RACISMO E ESPIRITISMO
Ideias
feitas são ideias assassinas.
Pr. Dimas de Almeida
De repente, o mundo parece desabar tornando periclitantes
os alicerces mais profundos. Já nada parece estável. O imediato veio para
ficar, assim parece, com a sua militância na fragilidade. Ser forte tornou-se
sinónimo de ser capaz de sobreviver todos os dias sob o véu translúcido de que
tudo pode desabar a qualquer momento.
Os
mais radicais pretendem a todo o custo passar uma borracha sobre o passado
histórico na procura ansiosa de uma espécie de pureza social, toda presente,
toda actual, num agora imaculado que aparece do nada, ou seja, por geração
espontânea.
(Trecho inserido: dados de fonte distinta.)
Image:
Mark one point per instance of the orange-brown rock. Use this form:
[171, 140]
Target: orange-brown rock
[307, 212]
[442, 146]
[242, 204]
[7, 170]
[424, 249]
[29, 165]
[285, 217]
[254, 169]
O que somos hoje nada tem a ver com progressão histórica. Isto
significa que defendem um criacionismo social em que fomos postos na existência
por mero acaso; é como se as sociedades, na sua crescente complexificação, não
tivessem passado por um percurso evolutivo, quer ao nível das mentalidades,
quer ao das relações intersubjectivas.
Em
consequência, pretende-se uma igualdade de alguma forma patológica quando,
diga-se em abono da verdade, ninguém quer ser igual a ninguém. Aliás, nem
poderia. Somos irrepetíveis num mundo que é de todos.
Efectivamente, de continente para continente,
de país para país há diferenças que os definem, uma identidade que os caracteriza.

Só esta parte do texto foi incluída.